E-Cadherin Upregulator, ResEcad

Product Details

Synonyms:

  • E-Cadherin Upregulator
  • ResEcad
  • 5-(Furan-2-yl)-N-(pyridine-4-yl)butyl)isoxazole-3-carboxamide

Main Features:

  • Selective and potent E-cadherin upregulator
  • Enhances the expression of E-cadherin protein
  • Potential inhibitor of epithelial-mesenchymal transition (EMT)
  • May suppress metastasis in lung squamous cell carcinoma and colorectal adenocarcinoma cells
  • Cell-permeable compound

Detailed Description:

Loss of E-cadherin expression is a common characteristic in various cancer types, including lung squamous cell carcinoma and colorectal adenocarcinoma. This loss is associated with increased invasiveness, metastasis, and poor clinical outcomes. ResEcad, also known as the E-Cadherin Upregulator, offers a potential solution to this problem.
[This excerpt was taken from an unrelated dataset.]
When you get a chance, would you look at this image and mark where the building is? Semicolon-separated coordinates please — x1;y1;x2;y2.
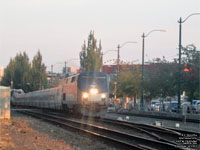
102;64;141;80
ResEcad is a small chemical compound that specifically targets and upregulates E-cadherin protein expression in cancer cells. Its unique isoxazolocarboxamide structure enables it to penetrate cell membranes, allowing direct interaction with intracellular signaling pathways involved in E-cadherin regulation. By interacting with these pathways, ResEcad acts as an activator, effectively increasing the expression of E-cadherin at both the mRNA and protein levels.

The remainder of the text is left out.